He boarded the USS Cobra, LSM 258, its destination Lake Charles, LA to be decommissioned along with 15 other LSMs. The Cobra sailed from Treasure Island, through the Panama Canal (where the guys were jumping off the ramp on the bow into the water while they waited, until the Captain hollered through the speaker to knock it off: ships emptied their bilges before entering the Panama Locks, and the waters were full of snacking sharks). The men were kept busy while they waited in line to enter the Locks by washing the ship down with fresh water.
The LSMs were taken to Lake Charles, LA, and the men entertained themselves along the Calcasieu River, shooting cottonmouths as fast as they could reload. The ship was in dock during Mardi Gras. There was a fight during a Coast Guard decommissioning party in a hotel, and a couple of guys came flying over the edge of the balcony as our 4 sailors walked by. The 3 sailors Dad was with were fighters, and knowing he wasn't, handed off their cigarettes, lighters, wallets to him. Jack Carli was a California Golden Gloves contender; The Greek liked a fight. All ended up in jail for the night. Dad said “you're not taking my buddies without me” so in the brig he went. Shore patrol picked them up in the morning and took them back to the ship where the 3 amigos stood a Captain's Mast.
Back on the Streamliner to Camp Parks in Shoemaker CA for reassignment. Dad bumped into Fred Bauer (brother’s wife’s brother). The war was over, but the Navy wanted 3 more months of active duty out of the enlistees. Fred said he was embarking on a “Magic Carpet Cruise.” Dad doesn’t know where he went.
Dad was assigned to APA38 USS Chilton, a Bayfield-class attack transport, along with four other sailors and a chief. A smallboat took them out into the bay and no Chilton. Back to shore, went through the battery of shots they'd had the day before already, back into the smallboat out to the Chilton, which had been delayed picking up supplies. Dad came aboard in need of a haircut. He immediately got extra duty scraping paint.
First port was Pearl Harbor where 1800 troops were dropped off, and then USS Chilton was its way to participate in Operation Crossroads.
 Eniwetok. Dad said it was bombed out and desolate, the waters laced with sunken ships, half submerged. The crew each got a Short Snorter chit which allowed them 2 warm beers apiece, and 2 hours to run around the sand on shore leave.
Dad had his mates sign the back of his Short Snorter.

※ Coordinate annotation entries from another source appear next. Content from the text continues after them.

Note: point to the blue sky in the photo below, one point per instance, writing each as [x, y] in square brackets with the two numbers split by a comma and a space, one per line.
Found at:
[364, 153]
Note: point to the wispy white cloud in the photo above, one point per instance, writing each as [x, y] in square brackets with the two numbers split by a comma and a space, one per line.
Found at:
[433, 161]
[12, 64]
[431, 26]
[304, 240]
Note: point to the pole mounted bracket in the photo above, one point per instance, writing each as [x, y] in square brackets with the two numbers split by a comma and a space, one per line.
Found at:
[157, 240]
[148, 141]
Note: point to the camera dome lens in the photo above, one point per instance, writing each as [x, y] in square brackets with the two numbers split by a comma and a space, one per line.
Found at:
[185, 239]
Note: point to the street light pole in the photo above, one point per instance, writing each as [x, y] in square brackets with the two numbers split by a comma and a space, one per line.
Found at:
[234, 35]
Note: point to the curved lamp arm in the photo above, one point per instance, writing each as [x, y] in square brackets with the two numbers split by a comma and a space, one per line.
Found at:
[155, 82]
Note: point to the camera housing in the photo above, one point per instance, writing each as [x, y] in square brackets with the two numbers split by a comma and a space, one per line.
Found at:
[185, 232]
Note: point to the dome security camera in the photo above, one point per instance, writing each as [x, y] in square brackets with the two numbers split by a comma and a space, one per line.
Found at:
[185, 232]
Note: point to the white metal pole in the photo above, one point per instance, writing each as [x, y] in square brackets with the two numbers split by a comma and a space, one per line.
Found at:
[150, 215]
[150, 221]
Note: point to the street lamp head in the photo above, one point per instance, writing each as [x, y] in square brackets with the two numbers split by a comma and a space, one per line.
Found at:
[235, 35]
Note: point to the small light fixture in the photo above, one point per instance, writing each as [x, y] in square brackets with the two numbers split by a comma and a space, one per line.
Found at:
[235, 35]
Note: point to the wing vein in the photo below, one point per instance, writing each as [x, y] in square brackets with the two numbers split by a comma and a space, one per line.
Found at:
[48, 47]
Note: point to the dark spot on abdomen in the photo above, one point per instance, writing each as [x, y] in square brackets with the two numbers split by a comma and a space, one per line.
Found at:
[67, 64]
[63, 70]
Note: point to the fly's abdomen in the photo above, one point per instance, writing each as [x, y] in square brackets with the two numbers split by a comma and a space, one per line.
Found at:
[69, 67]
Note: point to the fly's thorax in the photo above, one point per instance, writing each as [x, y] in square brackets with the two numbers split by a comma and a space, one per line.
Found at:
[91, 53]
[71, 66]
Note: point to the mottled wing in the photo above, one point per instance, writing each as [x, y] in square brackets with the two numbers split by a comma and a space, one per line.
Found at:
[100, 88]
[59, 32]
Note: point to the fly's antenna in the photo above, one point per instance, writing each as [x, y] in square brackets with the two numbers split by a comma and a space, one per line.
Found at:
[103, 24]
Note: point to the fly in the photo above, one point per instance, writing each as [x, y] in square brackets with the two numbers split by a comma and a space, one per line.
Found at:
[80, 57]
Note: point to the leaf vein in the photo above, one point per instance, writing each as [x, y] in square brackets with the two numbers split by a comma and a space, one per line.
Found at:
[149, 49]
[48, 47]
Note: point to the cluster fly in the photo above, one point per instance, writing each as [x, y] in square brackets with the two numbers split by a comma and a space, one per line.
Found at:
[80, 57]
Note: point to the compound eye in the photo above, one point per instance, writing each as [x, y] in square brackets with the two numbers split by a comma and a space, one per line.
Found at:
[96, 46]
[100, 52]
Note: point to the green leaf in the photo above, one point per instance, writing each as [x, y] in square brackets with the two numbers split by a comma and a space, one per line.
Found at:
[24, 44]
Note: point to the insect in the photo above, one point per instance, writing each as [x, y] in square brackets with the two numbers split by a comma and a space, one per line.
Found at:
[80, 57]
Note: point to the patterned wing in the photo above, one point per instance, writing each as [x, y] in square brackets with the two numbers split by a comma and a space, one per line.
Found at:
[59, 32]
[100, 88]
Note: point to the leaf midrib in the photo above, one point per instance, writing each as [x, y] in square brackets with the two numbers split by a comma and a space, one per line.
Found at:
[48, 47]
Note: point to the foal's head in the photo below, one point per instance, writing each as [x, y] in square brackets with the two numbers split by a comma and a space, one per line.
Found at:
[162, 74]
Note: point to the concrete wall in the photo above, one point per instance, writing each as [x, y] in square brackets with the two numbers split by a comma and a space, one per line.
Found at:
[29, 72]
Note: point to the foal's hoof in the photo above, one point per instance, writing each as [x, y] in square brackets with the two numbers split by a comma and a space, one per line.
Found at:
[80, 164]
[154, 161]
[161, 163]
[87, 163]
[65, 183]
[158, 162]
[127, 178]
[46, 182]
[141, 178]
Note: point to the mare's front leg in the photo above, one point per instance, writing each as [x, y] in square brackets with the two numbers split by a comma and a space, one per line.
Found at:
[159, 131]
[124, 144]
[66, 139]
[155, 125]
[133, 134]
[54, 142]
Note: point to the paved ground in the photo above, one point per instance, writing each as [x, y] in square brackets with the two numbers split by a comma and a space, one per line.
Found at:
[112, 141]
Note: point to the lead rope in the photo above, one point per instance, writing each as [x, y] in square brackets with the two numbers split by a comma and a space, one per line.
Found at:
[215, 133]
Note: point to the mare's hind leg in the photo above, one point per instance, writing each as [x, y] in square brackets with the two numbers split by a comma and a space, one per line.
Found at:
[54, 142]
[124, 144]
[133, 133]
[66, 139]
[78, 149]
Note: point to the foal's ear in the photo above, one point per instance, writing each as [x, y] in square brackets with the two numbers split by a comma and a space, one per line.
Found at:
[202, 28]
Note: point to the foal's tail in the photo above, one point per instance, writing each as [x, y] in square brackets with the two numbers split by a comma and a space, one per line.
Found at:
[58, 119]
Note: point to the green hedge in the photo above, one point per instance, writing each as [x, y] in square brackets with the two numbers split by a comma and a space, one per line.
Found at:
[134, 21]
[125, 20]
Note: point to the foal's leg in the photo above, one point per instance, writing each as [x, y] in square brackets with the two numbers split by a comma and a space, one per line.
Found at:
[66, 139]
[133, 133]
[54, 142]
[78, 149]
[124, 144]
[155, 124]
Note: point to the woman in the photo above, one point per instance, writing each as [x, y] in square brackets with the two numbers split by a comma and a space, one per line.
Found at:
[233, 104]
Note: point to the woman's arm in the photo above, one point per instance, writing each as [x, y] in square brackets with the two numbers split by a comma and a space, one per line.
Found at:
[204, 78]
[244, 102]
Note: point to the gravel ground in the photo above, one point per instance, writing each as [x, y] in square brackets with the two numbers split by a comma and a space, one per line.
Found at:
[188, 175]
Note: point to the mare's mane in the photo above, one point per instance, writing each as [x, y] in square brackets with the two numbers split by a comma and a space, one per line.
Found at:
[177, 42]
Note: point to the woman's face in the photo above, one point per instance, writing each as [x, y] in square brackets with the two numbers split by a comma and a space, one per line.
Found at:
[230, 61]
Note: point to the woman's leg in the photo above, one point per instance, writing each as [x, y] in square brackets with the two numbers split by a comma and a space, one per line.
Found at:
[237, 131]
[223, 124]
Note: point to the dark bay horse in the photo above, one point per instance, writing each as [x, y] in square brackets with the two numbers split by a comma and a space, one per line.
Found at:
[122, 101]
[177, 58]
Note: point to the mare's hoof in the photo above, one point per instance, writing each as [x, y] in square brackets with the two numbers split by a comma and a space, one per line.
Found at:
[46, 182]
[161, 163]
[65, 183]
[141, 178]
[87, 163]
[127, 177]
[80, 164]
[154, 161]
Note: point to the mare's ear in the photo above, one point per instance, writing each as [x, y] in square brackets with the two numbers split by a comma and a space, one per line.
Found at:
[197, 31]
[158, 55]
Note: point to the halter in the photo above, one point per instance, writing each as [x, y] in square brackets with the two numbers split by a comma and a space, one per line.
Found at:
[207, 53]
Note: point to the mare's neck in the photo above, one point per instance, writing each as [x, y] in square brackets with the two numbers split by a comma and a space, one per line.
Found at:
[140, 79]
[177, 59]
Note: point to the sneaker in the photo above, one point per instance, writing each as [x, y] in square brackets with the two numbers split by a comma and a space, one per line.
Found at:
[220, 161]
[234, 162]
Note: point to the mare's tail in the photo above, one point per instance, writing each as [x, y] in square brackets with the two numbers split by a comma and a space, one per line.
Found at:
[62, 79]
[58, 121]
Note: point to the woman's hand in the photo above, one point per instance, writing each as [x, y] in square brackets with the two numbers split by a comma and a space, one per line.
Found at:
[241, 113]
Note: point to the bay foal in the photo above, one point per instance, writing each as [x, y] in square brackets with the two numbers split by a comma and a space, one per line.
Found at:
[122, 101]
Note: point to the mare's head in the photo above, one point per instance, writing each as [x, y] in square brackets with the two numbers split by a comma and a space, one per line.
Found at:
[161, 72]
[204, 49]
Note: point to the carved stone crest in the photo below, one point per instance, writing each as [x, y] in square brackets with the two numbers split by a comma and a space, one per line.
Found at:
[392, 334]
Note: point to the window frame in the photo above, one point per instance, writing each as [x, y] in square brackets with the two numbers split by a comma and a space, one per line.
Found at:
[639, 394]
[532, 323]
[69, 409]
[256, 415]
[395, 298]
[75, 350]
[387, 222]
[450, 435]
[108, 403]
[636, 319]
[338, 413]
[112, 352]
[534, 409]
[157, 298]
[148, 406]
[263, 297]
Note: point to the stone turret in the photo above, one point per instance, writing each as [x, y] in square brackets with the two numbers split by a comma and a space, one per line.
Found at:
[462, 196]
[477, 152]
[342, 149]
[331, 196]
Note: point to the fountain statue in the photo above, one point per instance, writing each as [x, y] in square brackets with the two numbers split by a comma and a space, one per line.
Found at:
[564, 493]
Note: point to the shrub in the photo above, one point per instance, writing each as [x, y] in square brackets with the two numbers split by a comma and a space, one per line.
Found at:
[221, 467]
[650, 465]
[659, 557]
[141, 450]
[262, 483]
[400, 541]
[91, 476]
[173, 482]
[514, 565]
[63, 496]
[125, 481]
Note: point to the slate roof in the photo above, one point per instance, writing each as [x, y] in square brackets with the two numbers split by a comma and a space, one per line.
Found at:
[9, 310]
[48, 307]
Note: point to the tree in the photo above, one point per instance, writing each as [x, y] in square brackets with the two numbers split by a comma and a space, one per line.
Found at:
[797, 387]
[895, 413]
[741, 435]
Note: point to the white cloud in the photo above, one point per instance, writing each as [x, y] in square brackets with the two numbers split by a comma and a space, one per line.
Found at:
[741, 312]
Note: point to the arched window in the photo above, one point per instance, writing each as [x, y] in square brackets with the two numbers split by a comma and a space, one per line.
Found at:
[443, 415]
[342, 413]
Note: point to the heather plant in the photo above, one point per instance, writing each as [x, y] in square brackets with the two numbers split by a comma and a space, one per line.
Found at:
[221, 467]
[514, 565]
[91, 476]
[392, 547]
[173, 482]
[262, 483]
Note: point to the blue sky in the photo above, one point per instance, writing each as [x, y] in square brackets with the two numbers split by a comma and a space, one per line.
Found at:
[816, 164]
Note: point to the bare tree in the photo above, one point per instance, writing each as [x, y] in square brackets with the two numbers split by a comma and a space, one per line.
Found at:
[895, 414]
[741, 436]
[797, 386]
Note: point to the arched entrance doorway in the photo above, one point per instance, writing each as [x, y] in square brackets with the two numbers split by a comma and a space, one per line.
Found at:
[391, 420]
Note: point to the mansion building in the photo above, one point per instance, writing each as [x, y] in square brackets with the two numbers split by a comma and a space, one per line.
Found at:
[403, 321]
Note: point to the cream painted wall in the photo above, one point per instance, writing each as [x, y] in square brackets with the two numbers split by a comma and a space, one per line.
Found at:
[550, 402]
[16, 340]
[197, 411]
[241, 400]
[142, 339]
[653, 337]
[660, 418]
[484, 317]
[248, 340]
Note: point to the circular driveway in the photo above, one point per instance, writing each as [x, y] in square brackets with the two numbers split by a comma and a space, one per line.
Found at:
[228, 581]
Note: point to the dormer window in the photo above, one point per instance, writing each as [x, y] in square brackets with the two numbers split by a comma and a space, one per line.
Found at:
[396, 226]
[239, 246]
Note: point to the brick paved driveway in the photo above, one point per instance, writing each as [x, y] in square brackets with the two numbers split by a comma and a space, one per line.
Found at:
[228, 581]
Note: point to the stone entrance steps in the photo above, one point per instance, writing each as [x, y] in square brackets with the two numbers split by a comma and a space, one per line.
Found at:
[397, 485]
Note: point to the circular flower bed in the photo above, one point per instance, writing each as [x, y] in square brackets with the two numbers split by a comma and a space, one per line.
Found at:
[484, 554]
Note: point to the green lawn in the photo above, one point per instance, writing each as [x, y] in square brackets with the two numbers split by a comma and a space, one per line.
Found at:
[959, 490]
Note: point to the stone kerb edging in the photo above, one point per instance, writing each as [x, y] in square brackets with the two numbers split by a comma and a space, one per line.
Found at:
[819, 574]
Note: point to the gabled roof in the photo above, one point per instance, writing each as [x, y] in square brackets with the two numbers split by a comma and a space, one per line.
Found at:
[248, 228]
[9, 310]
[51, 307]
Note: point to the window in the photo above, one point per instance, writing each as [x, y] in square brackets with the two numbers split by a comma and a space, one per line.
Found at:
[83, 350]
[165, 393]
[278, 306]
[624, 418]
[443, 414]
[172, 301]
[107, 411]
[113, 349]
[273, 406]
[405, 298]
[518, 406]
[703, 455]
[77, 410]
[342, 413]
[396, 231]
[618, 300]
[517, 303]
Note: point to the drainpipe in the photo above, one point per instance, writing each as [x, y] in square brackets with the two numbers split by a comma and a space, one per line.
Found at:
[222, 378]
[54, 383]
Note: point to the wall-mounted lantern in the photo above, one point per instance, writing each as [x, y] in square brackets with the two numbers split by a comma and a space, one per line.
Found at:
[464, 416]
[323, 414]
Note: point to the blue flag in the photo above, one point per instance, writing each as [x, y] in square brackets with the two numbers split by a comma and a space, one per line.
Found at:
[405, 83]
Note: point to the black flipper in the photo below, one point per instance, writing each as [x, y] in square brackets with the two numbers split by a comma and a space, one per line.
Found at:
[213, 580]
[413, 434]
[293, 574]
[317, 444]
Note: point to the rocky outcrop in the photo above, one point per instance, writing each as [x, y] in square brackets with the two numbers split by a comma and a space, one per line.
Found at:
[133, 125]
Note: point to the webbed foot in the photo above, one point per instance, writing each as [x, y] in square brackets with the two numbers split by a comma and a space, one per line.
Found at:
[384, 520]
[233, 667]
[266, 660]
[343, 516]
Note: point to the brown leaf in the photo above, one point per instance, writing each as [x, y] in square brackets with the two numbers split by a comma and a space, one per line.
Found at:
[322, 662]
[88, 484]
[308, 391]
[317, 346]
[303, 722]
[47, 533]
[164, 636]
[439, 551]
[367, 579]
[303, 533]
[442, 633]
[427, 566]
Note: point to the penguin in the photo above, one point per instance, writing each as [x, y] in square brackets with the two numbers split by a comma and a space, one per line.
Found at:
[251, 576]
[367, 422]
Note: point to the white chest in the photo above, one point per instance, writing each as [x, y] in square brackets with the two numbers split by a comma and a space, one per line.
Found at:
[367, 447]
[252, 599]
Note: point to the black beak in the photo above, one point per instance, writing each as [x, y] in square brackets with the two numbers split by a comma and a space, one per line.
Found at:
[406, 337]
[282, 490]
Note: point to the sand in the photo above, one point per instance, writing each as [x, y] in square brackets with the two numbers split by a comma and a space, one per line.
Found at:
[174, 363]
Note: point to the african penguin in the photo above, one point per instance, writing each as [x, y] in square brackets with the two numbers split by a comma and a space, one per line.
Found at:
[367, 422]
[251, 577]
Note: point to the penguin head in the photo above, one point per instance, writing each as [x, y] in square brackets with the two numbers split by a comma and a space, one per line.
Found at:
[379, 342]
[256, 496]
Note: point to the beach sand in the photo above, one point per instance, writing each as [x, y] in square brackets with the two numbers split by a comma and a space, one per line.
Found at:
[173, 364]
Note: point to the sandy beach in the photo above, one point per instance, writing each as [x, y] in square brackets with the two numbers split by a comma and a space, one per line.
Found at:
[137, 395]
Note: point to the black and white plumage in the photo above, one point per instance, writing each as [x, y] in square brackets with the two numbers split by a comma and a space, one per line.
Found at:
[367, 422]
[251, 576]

Back aboard enroute to Kwajalein, Dad was at his station, turning valves on the lowest deck below the engine room. It was 120 degrees and he couldn't hear anything. Engines, fans, boilers, steam. Sailors served 4 hour shifts only – what the Navy determined a human could stand.
On to Bikini Atoll where the ships (and tethered cows, chickens, sheep) were awaiting the Able bomb in Operation Crossroads. The ship was positioned next to the USS Skate. Dad could see the Nevada (painted orange) the Prinz Eugen in the distance, and the other ships shown below. She was ordered out of the target area, and on to its assignment - move Bikini residents off the atoll to Majuro. The atoll had missed the total destruction some of the other islands had endured and its shore was closed up with vegetation. A smallboat took a shore party to hack out an area to settle the people and their animals ashore.
Steaming from Majuro back to Bikini Atoll, they saw the damage inflicted by the Able bomb. Military personnel were washing down the ships still standing: using radioactive sea water. U.S.S. Chilton continued to Pearl Harbor, then on to San Francisco to unload. The ship was not in the area when Baker was detonated.
From California Dad took the train back to Great Lakes Naval Station, and was discharged 6 August, 1946. Recruiters were thick on the base, encouraging sailors to reenlist. Dad was talked into joining the reserves, which turned out to be fortuitous. Drafting for the Korean War was underway; he could have been shipped out as some of his mates were.
I bought Dad a VHS recording of the first dive in the area. Baker bomb had sunk some of the ships still marginally afloat, and since it was detonated underwater, actually brought back up some of the boats. U.S.S. Tuna had been sunk with Able, resurrected with Baker, and ended her life as target practice near Treasure Island after being towed there. Yay, Tuna! Dad had witnessed the Nagato with the superstructure melted and dripping onto the deck before Baker. The divers in the video reported that the superstructure had been squished because of landing on the ocean floor upside down. Dad saw otherwise. Without eye witnesses, history belongs to the late players
For those who need an ending, here are the final resting places of the vessels.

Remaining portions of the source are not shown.